Recent Highlights from the PHENIX Heavy-Ion Program at RHIC
Baldo Sahlmueller (for the PHENIX collaboration)

TL;DR
This paper reviews recent advancements in the PHENIX Heavy-Ion Program at RHIC, highlighting detector upgrades, key probes like direct photons and heavy flavor, and new evidence of collective phenomena in small systems.
Contribution
It summarizes recent experimental findings and detector improvements that enhance understanding of quark-gluon plasma and collective effects in small collision systems.
Findings
Evidence for quark-gluon plasma formation in A+A collisions.
Detection of collective phenomena in small systems like d+Au and p+Pb.

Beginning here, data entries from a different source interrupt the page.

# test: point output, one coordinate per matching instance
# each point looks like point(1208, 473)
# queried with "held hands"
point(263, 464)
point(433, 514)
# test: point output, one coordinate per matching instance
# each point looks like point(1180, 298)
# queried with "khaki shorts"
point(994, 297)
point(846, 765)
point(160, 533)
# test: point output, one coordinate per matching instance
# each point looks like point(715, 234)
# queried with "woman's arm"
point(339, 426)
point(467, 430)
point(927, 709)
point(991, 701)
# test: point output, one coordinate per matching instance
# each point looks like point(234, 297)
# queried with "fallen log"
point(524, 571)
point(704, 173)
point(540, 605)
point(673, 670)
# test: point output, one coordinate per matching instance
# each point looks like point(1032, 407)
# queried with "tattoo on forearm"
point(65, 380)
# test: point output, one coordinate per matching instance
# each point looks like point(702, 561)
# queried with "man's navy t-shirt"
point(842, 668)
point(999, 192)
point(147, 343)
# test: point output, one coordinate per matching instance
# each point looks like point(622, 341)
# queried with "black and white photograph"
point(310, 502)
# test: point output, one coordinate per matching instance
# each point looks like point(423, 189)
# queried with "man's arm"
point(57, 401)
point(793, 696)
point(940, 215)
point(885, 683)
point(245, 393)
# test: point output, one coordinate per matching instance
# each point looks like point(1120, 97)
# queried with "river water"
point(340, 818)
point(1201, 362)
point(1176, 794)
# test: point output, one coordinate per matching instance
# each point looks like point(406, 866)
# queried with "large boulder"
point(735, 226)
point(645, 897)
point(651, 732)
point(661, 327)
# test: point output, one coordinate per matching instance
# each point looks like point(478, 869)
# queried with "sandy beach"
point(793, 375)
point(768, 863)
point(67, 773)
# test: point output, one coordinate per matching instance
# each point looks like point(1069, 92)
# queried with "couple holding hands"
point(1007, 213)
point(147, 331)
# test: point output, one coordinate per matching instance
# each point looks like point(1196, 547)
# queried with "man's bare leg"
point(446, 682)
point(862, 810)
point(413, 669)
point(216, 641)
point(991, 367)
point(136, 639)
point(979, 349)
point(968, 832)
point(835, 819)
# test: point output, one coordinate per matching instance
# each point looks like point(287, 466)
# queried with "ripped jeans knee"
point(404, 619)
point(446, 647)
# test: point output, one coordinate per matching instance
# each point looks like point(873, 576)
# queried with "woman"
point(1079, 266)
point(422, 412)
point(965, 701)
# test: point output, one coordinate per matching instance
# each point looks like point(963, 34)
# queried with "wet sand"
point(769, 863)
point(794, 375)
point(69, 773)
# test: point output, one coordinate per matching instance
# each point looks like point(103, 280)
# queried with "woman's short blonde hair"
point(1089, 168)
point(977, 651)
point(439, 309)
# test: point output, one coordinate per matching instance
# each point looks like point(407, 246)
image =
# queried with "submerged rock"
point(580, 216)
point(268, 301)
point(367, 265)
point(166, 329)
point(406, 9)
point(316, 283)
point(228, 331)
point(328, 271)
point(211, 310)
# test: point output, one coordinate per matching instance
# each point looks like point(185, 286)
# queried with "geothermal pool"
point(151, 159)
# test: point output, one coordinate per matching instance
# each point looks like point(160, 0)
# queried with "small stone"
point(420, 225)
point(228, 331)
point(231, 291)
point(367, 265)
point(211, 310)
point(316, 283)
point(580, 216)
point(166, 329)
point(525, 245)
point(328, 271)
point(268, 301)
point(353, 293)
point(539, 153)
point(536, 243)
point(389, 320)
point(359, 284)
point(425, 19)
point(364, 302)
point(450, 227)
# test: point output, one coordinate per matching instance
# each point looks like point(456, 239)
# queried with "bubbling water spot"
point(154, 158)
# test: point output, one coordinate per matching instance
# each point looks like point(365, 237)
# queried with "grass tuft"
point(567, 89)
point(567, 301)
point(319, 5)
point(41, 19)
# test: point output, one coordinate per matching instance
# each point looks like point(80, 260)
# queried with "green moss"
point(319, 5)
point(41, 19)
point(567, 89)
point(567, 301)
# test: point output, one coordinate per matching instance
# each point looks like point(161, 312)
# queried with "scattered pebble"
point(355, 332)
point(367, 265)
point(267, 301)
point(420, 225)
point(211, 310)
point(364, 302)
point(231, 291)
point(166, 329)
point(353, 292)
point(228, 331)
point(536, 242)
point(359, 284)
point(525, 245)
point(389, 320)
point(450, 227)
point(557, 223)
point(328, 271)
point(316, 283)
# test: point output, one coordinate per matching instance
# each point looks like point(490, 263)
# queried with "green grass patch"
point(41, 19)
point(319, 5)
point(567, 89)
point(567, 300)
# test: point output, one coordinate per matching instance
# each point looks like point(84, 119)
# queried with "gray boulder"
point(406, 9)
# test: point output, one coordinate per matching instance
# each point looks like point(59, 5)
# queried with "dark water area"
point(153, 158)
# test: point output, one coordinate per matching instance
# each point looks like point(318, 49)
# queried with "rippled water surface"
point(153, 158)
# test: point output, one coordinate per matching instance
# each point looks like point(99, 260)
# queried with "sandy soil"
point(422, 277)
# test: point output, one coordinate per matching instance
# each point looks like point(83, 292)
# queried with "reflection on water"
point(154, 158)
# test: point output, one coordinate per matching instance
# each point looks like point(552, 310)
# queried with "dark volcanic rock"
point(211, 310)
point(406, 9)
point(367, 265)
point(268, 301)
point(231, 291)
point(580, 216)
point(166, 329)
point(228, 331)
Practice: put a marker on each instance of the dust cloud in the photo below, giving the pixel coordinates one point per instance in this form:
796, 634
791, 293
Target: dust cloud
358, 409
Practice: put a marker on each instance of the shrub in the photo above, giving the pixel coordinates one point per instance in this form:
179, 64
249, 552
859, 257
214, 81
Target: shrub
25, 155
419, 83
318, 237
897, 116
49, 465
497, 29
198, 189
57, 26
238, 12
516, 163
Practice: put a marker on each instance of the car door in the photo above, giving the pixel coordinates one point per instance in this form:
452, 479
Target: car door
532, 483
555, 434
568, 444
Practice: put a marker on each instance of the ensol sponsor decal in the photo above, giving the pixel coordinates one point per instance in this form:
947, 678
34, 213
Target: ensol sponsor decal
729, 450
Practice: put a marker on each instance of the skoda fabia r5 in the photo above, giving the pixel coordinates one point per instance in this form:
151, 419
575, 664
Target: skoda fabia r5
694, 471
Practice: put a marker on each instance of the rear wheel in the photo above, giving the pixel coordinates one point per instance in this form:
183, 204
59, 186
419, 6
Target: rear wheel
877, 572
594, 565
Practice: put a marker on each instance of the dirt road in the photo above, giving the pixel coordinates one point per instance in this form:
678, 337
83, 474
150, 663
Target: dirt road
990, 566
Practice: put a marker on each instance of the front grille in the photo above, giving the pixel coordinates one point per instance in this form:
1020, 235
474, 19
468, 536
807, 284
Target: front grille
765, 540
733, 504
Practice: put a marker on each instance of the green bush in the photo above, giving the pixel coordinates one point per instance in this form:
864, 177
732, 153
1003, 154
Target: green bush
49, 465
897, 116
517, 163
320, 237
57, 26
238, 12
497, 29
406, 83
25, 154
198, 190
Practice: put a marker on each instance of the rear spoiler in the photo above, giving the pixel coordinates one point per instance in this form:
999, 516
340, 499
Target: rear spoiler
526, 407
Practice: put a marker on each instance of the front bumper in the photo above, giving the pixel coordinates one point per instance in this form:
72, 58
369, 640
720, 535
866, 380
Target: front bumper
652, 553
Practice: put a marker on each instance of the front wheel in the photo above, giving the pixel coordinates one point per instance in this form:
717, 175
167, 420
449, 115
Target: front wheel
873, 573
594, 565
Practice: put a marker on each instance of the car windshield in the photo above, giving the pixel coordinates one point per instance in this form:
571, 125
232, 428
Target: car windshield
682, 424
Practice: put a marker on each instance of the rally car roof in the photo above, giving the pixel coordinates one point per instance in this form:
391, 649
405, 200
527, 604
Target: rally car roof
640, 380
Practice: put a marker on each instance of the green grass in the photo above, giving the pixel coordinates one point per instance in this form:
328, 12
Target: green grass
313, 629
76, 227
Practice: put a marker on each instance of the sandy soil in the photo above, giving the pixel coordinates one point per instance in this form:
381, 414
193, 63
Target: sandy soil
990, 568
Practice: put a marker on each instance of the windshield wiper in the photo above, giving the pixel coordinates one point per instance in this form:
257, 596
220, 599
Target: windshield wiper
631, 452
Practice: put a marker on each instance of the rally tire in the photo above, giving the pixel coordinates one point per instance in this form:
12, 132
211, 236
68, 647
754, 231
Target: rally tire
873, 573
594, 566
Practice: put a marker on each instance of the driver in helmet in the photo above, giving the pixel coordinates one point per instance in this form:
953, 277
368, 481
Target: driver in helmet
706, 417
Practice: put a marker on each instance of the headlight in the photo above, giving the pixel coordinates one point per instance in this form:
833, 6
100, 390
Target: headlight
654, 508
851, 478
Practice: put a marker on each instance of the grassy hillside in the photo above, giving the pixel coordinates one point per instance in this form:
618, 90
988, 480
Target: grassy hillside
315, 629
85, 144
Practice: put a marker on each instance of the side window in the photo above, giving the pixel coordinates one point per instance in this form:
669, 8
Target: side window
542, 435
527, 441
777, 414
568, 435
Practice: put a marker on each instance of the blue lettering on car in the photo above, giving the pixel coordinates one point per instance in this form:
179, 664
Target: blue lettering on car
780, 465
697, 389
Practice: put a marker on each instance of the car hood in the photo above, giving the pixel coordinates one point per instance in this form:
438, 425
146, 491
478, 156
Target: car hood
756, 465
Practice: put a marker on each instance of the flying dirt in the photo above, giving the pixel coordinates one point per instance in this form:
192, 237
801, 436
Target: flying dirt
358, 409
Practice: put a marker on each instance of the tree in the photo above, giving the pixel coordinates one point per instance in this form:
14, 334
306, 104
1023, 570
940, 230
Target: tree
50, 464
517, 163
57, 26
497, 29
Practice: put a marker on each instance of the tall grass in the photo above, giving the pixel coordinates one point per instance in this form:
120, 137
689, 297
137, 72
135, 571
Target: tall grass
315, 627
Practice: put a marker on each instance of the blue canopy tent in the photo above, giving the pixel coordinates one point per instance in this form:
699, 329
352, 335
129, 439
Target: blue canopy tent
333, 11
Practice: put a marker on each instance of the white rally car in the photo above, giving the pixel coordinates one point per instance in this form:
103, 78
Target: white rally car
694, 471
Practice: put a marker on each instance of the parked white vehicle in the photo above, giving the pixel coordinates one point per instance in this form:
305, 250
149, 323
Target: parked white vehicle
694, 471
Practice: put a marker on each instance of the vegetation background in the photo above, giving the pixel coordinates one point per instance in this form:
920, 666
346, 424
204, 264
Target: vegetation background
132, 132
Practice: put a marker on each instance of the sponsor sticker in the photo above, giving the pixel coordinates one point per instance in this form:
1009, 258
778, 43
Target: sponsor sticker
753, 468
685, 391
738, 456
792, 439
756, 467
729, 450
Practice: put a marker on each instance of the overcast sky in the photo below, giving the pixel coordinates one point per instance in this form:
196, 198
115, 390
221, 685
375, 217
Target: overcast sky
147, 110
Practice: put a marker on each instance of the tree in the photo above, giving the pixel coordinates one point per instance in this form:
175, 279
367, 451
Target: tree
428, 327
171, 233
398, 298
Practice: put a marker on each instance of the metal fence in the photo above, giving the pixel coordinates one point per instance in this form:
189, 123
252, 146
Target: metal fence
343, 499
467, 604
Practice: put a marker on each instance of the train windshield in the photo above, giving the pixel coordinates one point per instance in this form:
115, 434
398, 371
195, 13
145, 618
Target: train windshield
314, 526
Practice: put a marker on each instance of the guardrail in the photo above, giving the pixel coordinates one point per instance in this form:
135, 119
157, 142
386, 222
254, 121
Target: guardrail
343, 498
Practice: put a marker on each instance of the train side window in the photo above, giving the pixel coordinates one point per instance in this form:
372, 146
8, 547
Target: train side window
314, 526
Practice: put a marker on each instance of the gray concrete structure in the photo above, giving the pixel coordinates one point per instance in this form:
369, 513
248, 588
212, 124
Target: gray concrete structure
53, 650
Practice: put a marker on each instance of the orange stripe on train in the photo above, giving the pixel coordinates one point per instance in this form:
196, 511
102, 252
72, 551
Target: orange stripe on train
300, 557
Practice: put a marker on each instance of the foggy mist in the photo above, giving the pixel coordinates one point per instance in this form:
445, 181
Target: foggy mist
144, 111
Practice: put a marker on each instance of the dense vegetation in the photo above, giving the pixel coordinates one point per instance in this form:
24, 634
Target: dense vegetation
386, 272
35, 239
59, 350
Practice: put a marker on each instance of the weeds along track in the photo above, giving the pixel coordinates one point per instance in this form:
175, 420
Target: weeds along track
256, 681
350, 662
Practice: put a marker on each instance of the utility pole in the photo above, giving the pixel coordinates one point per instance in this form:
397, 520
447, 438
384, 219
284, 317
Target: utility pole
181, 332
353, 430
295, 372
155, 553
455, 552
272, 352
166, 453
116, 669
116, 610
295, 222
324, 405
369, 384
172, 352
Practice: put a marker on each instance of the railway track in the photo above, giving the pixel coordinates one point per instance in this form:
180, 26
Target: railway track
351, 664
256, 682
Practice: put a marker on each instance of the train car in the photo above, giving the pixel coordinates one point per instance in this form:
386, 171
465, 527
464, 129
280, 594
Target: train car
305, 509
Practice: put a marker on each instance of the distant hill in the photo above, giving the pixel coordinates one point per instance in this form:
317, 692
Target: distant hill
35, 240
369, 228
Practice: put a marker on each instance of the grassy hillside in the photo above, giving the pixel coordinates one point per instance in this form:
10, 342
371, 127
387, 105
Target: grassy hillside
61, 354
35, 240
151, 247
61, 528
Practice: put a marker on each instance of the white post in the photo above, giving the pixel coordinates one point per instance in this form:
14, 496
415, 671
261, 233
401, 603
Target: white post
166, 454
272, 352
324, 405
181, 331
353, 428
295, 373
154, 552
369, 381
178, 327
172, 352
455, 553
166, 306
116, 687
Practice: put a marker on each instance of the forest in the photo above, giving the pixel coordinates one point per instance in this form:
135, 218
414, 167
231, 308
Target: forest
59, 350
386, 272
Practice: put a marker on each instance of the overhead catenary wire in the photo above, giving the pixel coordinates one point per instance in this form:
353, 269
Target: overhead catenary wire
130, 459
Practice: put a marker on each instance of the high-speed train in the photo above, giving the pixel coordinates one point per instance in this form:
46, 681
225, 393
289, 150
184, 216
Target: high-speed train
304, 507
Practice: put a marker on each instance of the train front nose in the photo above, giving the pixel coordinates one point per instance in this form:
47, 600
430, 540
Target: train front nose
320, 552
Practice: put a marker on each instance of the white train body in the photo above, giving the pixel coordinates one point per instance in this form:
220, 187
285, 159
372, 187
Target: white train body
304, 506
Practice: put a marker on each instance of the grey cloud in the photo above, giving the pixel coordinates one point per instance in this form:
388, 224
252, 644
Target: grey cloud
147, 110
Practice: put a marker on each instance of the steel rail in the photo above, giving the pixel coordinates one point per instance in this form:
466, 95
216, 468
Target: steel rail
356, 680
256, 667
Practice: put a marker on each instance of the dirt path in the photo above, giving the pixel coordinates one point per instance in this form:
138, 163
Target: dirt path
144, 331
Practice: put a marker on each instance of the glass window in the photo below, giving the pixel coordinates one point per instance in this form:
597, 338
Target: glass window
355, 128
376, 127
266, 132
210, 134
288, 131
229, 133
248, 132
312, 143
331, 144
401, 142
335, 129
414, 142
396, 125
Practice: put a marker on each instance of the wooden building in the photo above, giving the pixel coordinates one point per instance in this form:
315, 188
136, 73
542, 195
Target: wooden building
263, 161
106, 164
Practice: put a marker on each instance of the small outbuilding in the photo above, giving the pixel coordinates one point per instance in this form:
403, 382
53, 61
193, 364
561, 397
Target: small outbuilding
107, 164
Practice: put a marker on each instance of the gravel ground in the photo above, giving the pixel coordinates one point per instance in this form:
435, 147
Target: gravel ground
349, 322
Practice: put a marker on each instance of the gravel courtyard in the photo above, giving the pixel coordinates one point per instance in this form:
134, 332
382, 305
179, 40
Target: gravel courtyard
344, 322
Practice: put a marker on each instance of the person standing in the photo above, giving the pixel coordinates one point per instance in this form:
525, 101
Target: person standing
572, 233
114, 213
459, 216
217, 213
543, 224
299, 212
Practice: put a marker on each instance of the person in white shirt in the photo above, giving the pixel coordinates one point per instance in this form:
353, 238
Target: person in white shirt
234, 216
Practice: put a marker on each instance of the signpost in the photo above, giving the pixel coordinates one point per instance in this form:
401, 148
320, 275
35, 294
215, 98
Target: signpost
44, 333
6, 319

Enhanced capabilities for studying direct photons and heavy flavor observables.
Abstract
Over the last decade it has been established that a quark-gluon plasma (QGP) is formed in ultrarelativistic A+A collisions at RHIC energies. In recent years, detector upgrades have enabled the detailed study of this hot and dense matter. Important probes, among others, are direct photons and heavy flavor observables. Although the RHIC d+Au program was originally undertaken to study initial state and cold nuclear matter effects, recent measurements at both RHIC (d+Au) and the LHC (p+Pb) have found evidence for collective phenomena in these small systems.